Hi Tapendar – could you provide some sample data and I will give it a shot
Hi Erik, I’m struggling to find a way to subtract from a specific date. I would like to subtract from 01/01/2022 for all rows but I keep getting an error when I use the date: “Expression.Error: We cannot apply operator – to types DateTime and Date.”. Any ideas why it’s rejecting the date, I guess it’s the format? Thanks.
Hi,
Based on the error message one of your columns has the DateTime data type – and that has to be converted to a Date before you can subtract the columns
/Erik
i just want to calculate the number of weekdays between two days . ( No holiday’s , just removing week ends) any short cuts please in M Query ?

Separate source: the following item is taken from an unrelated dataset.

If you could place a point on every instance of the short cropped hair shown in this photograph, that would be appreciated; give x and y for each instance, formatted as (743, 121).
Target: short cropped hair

Duration.Days([ToDate]-[FromDate]) should do the trick
I dont see the subtract days option despite both columns being formated as date/time columns
Can you share a screenshot ?
Sorry not sure how to. It wont let me paste an image directly into this reply box. Everything looks exactly the same as your 1st screen shot above, except The subtract days option is missing. Mark
Hi Mark,
Have you tried to add a custom column manually ?
/Erik
Thanks for reply Erik, yes I have added it manually using Duration.TotalMinutes([EndTime]-[StartTime]). But having found your post I was puzzled as to why my BI desktop (Latest version) doesnt show the option you highlighted. Thought I was doing something wrong. Oh well, if there is no obvious answer, then I willsettle for the manual column. Thankyou for your time in responding, nice to know we have the support of people like yourself.